The FTX debacle, coming at the end of a testing year, has caused a sense of crisis in the crypto world, from which, broadly, two camps emerge. One is optimistic and takes a long-range perspective, while the other insists that regardless of your timeframe, this storm is categorically different.
The Upbeat Case
According to this view, we genuinely are in an era of significant technological change, and at the center of that shift is a new iteration of money, finance, and the web, based around cryptocurrencies and blockchain technology.
From this perspective, should we be concerned about the implosion of FTX, and the wildly reckless, possibly stimulant-exacerbated behavior displayed at the top levels of its management?
In the short-to-medium-term, yes, we probably should care.
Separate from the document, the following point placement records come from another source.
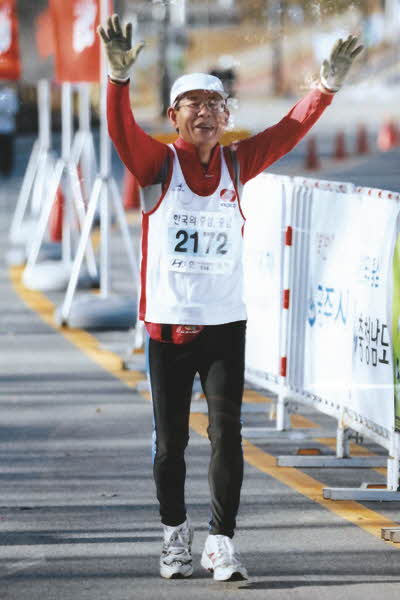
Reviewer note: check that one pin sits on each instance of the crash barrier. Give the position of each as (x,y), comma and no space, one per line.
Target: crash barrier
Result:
(322,289)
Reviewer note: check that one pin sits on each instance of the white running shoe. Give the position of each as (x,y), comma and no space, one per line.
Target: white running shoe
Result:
(219,557)
(176,556)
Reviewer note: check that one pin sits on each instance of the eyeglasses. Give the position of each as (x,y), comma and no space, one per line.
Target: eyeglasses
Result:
(195,106)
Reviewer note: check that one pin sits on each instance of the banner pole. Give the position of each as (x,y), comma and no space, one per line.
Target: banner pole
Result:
(66,143)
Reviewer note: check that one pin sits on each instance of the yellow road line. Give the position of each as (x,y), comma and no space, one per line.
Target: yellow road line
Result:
(351,511)
(307,486)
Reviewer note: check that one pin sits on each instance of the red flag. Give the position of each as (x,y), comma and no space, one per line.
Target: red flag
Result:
(45,34)
(77,45)
(10,64)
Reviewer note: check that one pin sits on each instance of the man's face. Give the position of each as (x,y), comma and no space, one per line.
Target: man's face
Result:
(200,116)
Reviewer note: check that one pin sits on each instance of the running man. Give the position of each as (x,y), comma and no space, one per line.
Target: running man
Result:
(191,297)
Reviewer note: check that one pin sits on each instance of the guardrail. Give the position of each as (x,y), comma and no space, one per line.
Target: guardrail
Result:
(322,275)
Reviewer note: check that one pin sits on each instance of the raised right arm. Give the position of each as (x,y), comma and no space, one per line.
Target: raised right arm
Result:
(142,155)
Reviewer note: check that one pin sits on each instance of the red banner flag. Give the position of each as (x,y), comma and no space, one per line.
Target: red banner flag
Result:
(77,45)
(10,64)
(45,34)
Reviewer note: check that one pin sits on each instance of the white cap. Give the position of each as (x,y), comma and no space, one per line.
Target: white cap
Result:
(196,81)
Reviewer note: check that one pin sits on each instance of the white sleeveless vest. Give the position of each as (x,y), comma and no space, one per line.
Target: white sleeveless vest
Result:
(191,267)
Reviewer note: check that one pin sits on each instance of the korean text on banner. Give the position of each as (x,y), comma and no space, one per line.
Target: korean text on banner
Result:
(372,386)
(396,326)
(44,34)
(332,260)
(10,64)
(77,46)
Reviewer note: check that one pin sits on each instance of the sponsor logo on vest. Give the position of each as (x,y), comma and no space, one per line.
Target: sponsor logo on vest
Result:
(187,329)
(5,30)
(228,198)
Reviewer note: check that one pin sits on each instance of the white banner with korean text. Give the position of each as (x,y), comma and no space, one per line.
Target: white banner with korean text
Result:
(372,391)
(332,263)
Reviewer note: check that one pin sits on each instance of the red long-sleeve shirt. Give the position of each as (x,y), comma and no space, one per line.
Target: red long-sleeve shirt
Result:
(145,157)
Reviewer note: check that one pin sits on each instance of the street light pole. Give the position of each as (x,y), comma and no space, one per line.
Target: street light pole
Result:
(275,19)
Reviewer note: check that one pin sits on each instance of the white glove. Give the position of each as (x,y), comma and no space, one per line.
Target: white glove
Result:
(334,70)
(118,46)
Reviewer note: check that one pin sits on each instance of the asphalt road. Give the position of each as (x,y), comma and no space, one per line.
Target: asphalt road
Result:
(78,516)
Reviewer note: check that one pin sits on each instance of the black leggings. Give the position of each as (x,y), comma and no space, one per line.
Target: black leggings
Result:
(217,354)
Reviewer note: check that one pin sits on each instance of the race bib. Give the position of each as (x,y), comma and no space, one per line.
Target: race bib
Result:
(200,242)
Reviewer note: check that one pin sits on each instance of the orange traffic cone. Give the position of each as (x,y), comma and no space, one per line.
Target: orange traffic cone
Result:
(312,161)
(131,191)
(56,217)
(388,136)
(362,146)
(340,146)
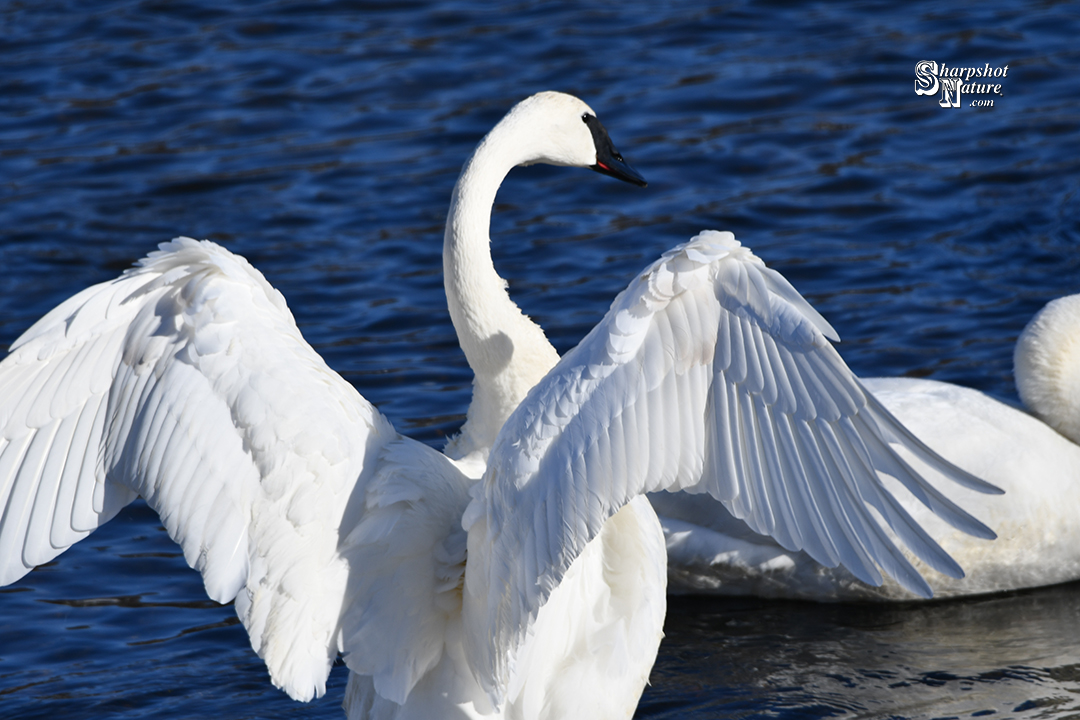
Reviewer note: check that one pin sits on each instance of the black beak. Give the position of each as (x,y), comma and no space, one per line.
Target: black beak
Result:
(608,160)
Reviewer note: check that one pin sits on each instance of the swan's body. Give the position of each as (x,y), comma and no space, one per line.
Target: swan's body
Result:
(1038,540)
(535,592)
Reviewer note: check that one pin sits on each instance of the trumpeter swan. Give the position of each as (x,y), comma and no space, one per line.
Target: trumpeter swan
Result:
(537,591)
(1036,462)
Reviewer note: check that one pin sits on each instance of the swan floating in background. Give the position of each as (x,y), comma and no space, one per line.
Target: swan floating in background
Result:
(523,573)
(1036,462)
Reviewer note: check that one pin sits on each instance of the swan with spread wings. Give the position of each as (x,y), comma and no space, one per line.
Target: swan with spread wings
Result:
(522,573)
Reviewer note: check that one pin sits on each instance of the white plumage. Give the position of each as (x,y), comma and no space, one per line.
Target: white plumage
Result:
(1034,458)
(536,591)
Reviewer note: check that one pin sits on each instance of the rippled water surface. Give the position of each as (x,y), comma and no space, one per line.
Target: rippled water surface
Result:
(321,140)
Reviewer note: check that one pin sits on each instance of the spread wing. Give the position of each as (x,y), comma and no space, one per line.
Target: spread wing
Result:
(186,381)
(710,374)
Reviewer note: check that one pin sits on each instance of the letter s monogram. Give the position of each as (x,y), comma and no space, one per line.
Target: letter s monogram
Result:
(926,78)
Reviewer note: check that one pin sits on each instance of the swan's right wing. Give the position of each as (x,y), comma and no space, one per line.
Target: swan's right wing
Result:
(186,381)
(710,374)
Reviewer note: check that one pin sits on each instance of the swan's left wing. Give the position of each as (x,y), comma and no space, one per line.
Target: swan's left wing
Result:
(710,374)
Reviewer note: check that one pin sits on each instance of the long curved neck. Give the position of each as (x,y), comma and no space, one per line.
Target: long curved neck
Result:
(505,350)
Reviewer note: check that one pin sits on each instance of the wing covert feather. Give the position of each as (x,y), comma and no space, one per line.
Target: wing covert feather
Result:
(710,374)
(186,381)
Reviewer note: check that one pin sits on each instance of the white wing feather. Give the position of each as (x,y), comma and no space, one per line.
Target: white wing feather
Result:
(709,374)
(186,381)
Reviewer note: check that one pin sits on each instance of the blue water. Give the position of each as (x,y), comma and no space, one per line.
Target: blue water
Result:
(321,140)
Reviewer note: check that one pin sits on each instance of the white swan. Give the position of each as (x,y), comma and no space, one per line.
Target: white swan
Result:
(1036,462)
(537,592)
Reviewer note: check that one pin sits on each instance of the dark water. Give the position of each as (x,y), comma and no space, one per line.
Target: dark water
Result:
(321,140)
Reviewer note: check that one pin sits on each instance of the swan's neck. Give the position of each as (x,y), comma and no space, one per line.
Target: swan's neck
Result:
(1047,366)
(505,350)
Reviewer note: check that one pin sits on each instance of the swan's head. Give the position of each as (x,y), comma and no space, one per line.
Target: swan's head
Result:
(1047,365)
(557,128)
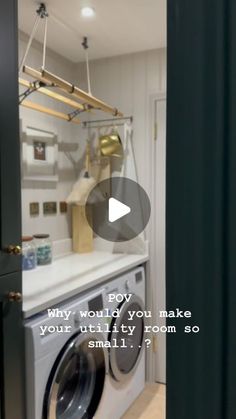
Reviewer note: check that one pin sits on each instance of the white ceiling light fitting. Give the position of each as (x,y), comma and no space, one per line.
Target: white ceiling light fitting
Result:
(87,9)
(87,12)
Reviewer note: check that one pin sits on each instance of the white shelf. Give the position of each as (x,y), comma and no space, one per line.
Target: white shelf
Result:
(49,285)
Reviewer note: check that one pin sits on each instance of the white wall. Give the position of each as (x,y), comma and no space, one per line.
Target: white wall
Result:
(58,226)
(126,82)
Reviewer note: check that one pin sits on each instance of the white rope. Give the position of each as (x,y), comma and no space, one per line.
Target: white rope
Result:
(45,42)
(29,43)
(88,73)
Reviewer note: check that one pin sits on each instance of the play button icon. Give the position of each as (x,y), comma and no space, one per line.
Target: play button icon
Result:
(120,209)
(117,210)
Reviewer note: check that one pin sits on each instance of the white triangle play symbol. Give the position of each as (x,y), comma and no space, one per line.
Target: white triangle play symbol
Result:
(117,210)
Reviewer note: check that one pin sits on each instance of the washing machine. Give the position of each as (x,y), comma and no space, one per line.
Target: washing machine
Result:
(64,377)
(126,377)
(87,367)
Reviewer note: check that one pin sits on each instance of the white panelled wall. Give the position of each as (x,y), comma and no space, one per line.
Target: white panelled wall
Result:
(58,226)
(127,82)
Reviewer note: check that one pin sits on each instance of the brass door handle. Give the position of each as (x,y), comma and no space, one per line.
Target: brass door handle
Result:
(14,297)
(13,249)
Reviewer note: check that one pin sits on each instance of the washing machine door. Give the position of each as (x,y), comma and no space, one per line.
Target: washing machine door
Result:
(76,383)
(124,360)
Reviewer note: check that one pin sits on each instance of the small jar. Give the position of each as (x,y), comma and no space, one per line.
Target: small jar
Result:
(43,245)
(29,260)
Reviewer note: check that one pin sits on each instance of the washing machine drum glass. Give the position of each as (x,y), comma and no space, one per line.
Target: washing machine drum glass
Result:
(77,380)
(126,348)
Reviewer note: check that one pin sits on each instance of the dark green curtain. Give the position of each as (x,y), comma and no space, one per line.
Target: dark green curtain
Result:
(201,208)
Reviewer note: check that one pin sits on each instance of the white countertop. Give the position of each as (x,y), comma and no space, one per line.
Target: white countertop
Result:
(49,285)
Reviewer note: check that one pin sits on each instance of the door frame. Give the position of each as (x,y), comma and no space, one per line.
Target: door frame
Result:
(12,353)
(151,290)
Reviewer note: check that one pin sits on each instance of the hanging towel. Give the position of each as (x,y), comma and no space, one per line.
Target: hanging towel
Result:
(129,170)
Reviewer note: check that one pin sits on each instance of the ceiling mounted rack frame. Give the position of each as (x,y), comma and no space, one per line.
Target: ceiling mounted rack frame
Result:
(44,81)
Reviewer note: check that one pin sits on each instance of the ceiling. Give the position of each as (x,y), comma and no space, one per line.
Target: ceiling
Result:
(119,27)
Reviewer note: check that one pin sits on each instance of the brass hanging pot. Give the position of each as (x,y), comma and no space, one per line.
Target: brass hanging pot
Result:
(111,145)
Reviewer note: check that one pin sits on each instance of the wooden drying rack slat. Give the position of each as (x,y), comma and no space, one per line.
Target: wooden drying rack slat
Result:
(46,77)
(53,95)
(40,108)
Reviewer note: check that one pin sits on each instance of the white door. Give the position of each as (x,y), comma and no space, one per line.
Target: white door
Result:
(158,225)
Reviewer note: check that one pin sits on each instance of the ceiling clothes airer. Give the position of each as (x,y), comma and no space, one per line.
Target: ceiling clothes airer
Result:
(44,81)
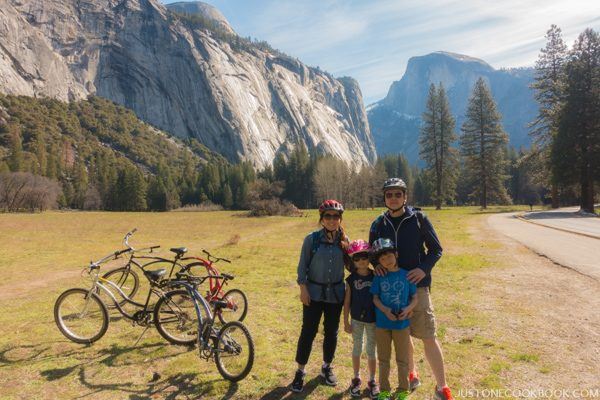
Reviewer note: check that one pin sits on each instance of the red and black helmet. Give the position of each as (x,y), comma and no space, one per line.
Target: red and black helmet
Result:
(331,205)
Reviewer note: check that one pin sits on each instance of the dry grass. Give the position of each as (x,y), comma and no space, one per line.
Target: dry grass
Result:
(42,255)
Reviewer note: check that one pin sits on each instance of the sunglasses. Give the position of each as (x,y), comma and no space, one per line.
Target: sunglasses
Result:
(359,257)
(397,195)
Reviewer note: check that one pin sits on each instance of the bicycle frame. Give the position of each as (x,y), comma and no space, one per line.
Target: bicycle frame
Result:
(99,283)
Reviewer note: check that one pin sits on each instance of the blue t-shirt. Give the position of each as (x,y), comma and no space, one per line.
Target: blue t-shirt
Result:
(394,291)
(361,299)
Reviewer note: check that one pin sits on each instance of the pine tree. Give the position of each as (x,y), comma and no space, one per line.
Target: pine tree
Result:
(576,148)
(482,146)
(549,93)
(437,135)
(16,148)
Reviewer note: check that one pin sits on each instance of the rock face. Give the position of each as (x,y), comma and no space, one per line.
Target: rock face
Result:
(202,9)
(395,120)
(240,100)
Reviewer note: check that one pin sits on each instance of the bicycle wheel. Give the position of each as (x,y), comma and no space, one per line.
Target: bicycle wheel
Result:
(176,319)
(237,306)
(234,351)
(81,316)
(126,279)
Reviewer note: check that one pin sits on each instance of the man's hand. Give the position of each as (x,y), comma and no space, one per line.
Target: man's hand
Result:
(415,275)
(380,271)
(347,327)
(304,295)
(390,316)
(406,313)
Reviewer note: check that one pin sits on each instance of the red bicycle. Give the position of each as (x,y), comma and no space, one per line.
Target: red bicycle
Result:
(237,302)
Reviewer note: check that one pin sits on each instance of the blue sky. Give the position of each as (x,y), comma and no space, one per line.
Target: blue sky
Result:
(372,40)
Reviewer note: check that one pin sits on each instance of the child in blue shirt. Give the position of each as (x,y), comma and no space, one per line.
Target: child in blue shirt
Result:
(359,315)
(394,299)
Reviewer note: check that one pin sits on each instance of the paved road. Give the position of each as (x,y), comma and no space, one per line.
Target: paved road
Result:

There will be serious, ongoing consequences, there are lessons to be learned and changes to be made, and when it comes to extending sympathy to those harmed, absolutely, we should be generous.
But, equally, at the frontiers of any new technological expansion, there will be eccentric behavior that veers across established boundaries, along with explosive bubbles, and raised levels of speculation.
In a recent blog post, Antonio Garcia Martinez, tech veteran and author of Chaos Monkeys, a best-selling insight into Silicon Valley, tech culture, and venture capital, colorfully summarized, partly from historical parallels and partly from his own experience, the reality of such moments:
“Technological progress has always been driven by bubbles led by lunatics. The cover photo above [viewable in the original post] is of the mayhem surrounding the South Sea Bubble which wrecked none other than Isaac Newton; the end result was royal regulation of joint-stock companies….what we’d now call corporations. Innovation starts in mad genius and grift and bubbles, and ends in establishment institutions that go on to reject the next round of mayhem.”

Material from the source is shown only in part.